円安とインバウンドの影響もあり、今年上半期の東京ディズニーランド及び、ディズニーシーへの来場者数は、想定をはるかに上回る数字を記録したと伝えられる。
世界のディズニーランドの中庭付近にそびえるのが、シンデレラ城やオーロラ城といったメルヘンチックな城。実はこれらのモデルである城のひとつが、ドイツのバイエルンに佇むノイシュヴァンシュタイン城なのだという。
だが、実はこの城では以前から、幽霊の目撃談があとを絶たず、それこそが城の主、バイエルン王ルートヴィヒ2世だという。中世ヨーロッパ歴史家の話を聞こう。
「ルートヴィヒは、父マクシミリアン2世と、母でプロイセン王女マリーとの間に1845年、長男として誕生しました。祖父ルートヴィヒ1世の退位に伴い、父が国王として即位し、王子としての道を歩み始めることになります。しかし、幼少期から騎士道に強く憧れを抱くルートヴィヒは美少年を愛し、また戯曲、オペラに浪費を繰り返す放蕩王子として知られることに。
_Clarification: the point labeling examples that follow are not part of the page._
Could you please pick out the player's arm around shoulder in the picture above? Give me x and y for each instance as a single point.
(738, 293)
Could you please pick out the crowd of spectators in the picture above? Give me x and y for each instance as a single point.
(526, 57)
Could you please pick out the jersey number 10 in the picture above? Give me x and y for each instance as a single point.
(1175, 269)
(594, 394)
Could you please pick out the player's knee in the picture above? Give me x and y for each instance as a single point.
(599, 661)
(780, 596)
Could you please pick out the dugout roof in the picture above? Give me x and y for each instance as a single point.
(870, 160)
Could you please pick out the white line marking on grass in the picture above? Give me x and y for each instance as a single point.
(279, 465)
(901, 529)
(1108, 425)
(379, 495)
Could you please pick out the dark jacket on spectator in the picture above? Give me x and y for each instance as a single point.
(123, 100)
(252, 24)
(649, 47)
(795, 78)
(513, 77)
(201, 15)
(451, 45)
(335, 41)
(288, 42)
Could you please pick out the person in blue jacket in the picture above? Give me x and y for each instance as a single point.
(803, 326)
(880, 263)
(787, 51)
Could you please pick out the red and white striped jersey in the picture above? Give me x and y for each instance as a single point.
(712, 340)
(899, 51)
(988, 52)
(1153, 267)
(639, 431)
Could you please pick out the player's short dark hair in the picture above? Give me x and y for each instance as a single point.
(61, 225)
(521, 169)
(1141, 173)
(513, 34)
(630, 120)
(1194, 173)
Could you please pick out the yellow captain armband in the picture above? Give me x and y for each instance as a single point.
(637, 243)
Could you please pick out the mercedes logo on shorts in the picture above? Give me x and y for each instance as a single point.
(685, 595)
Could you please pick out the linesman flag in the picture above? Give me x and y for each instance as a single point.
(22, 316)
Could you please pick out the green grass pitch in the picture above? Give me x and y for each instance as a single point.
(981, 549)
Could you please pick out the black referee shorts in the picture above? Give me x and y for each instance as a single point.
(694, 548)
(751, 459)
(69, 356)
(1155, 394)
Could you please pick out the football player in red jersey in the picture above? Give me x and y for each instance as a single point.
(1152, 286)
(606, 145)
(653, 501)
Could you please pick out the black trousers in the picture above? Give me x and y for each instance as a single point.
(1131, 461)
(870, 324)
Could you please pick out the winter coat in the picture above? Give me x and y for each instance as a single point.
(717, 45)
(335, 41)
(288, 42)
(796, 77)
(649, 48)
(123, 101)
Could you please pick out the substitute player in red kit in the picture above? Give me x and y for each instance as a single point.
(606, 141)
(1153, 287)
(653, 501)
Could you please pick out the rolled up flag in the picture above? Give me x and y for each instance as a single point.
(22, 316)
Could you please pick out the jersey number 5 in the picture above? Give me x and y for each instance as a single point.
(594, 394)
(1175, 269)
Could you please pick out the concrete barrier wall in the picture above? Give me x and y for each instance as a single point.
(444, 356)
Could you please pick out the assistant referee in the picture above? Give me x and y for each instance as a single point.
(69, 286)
国王の側近たちにとって、疎ましい存在だったといいます」
1864年3月、父マクシミリアン2世の崩御により、バイエルンの国王となった彼は即位後、幼少の頃から憧れだった作曲家ワーグナーを宮廷に招き(ソリが合わずすぐに追放したようだが)、さらにヴェルサイユ宮殿を模したヘレンキームゼー城や、大トリアノン宮殿そっくりのリンダーホーフ城を建設させるなど、その放蕩ぶりはさらにエスカレートすることになる。
「ところが1870年の普仏戦争で弟のオットーが精神に異常をきたすと、ルートヴィヒも自分の世界にのめり込み、外部との接触を遮断するようになった。そこで政府はルートヴィヒ2世の廃位を計画。精神疾患があるとして、狂人のレッテルを貼ることになったんです」(前出・歴史家)
政府によって廃位されたルートヴィヒ2世は、ミュンヘンの南にあるシュタルンベルグに送られ、ベルク城で暮らすことになった。そしてなんと翌日、ベルグ湖を散歩中、担当医とともに水死体となって発見されることになるのである。
しかし、当局による捜査で、それが他殺なのか自殺なのかがはっきりしないまま、時が流れた。その後、ルートヴィヒ2世が暮らしていたノイシュヴァンシュタイン城は地元の観光名所となったが、いつの頃からか、城のあちらこちらでルートヴィヒ2世の幽霊がたびたび目撃されることになったというのである。
政府から妄想に取り憑かれた異常な人物として、40歳にして王位から引きずり降ろされただけでなく、湖で謎の死を遂げた悲劇の王。もしかしたら城を訪れる観光客に、彼の魂が何かを訴えかけているのかもしれない。